NESSUNA AMMISSIONE. La Vigilanza, assicura Barbagallo, è stata perfetta: 18 ispezioni nei quattro istituti fino al commissariamento, che non poteva essere deciso prima perché ci sono regole precise a cui anche Bankitalia deve sottostare. Moniti e avvertimenti sì, tanti, però «le autorità di vigilanza non possono sostituirsi ai soggetti vigilati». Che colpa ne ha palazzo Kock se in tre istituti dominava «la strategia delle Fondazioni, volta a conservare un ruolo dominante» e nella quarta, appunto Banca Etruria, i vertici erano «decisi a mantenere condizioni di autonomia anche a fronte di una situazione sempre più critica»?
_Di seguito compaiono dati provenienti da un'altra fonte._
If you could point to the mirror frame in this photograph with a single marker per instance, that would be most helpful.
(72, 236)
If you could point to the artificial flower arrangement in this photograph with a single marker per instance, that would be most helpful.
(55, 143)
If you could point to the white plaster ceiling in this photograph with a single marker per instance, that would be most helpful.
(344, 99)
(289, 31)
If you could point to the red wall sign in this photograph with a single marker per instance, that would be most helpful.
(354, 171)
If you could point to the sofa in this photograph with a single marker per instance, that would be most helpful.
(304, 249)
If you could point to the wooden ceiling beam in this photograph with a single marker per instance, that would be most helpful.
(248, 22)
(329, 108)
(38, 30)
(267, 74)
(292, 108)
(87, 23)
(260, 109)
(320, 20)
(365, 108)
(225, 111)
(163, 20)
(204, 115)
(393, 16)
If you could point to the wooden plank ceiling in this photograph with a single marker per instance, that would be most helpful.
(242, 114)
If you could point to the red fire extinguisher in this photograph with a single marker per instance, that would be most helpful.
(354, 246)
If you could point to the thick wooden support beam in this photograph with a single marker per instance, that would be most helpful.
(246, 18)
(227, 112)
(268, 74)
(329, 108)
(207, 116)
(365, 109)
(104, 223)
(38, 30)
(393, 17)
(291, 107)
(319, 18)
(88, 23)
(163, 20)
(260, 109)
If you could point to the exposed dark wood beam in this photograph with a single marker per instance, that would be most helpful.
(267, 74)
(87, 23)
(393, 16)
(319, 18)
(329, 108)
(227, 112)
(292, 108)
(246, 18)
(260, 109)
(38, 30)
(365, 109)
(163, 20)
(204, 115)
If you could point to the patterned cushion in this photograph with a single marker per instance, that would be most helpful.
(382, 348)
SULLA PRINCIPALE accusa mossa a palazzo Koch per il caso della banca di Arezzo il cui vicedirettore era padre della ministra Maria Elena Boschi, Barbagallo “va negativo”, come si dice in gergo carcerario, su tutta la linea. Non è vero che la Baca d’Italia insistette perché Etruria si fondesse con la Popolare di Vicenza, che versava in condizioni altrettanto critiche, come affermato dal pm di Arezzo Roberto Rossi: mai «chiesto, incoraggiato e tantomeno favorito la Popolare Vicenza ad acquisire Banca Etruria». Per il dirigente della Vigilanza non è neppure vero che quest’ultima fu commissariata come sanzione per non aver accettato la fusione con Popolare: «Avvenne per perdite patrimoniali, perché il patrimonio si era azzerato». E comunque fino al 2014, la Popolare «era nella media». Infatti «dall’ultima ispezione del 2012 emergeva un’ampia capienza patrimoniale».
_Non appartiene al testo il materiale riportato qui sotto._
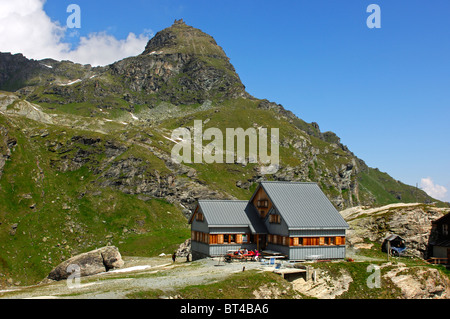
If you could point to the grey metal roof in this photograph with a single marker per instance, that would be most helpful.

E’ IL CONTRARIO DI QUANTO sostenuto dal procuratore Rossi, ed è anche un versione diversa da quella della nota diffusa da palazzo Koch subito dopo l’audizione del magistrato, nella quale si sosteneva che il commissariamento era stato deciso perché Etruria non aveva nemmeno voluto prendere in considerazione l’acquisizione, evitando di riunire l’assemblea degli azionisti.
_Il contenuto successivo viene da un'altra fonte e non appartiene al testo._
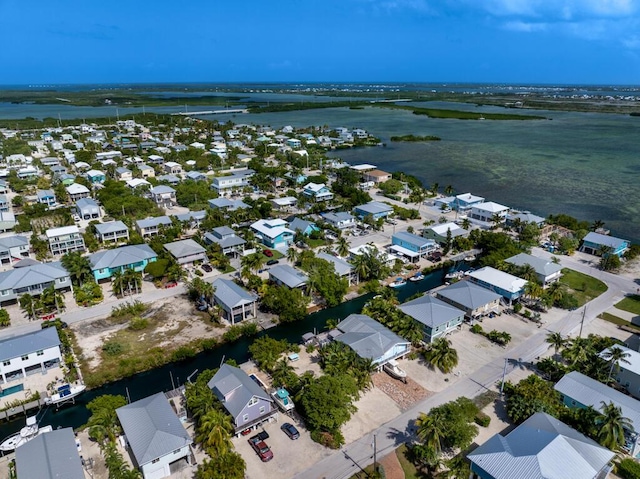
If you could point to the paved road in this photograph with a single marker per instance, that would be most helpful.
(389, 436)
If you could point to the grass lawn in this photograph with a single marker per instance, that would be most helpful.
(630, 304)
(584, 287)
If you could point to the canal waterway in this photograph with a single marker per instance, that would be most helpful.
(160, 379)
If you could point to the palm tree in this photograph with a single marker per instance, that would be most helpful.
(556, 341)
(615, 356)
(440, 355)
(611, 426)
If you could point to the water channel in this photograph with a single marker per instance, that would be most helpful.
(160, 379)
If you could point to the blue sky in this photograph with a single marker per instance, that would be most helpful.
(506, 41)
Anche sulla fusione tra la Popolare Vicenza e Veneto Banca, altra operazione bersagliata da critiche, stavolta sul fronte delle banche venete, nessuna pressione per un’acquisizione ma solo per una «fusione tra pari». Anche questa è una tesi diversa da quella esposta dallo stesso direttore della Vigilanza nella precedente audizione quando, in veste testimoniale e quindi con le regole del processo penale, Carmelo Barbagallo aveva negato ogni forma di moral suasion per la fusione.

ALLA FINE DELLA MARATONA Casini ha riconosciuto al “teste” serietà e massima disponibilità, ma l’audizione fiume non ha convinto la commissione e in particolare non ha convinto il Pd che con Franco Vazio definisce «evasive» le risposte mentre secondo Gian Pietro Dal Moro Bankitalia «è troppo indulgente con se stessa».

LA RESA DEI CONTI arriverà il 15, con l’audizione di Ignazio Visco, poi però sarà il turno di Federico Ghizzoni e l’ex ad di Unicredit dovrà chiarire se l’allora ministra Boschi si interessò con lui al caso Banca Etruria, dunque se la stessa Boschi abbia o no mentito di fronte al Parlamento. I botti più fragorosi saranno quelli finali.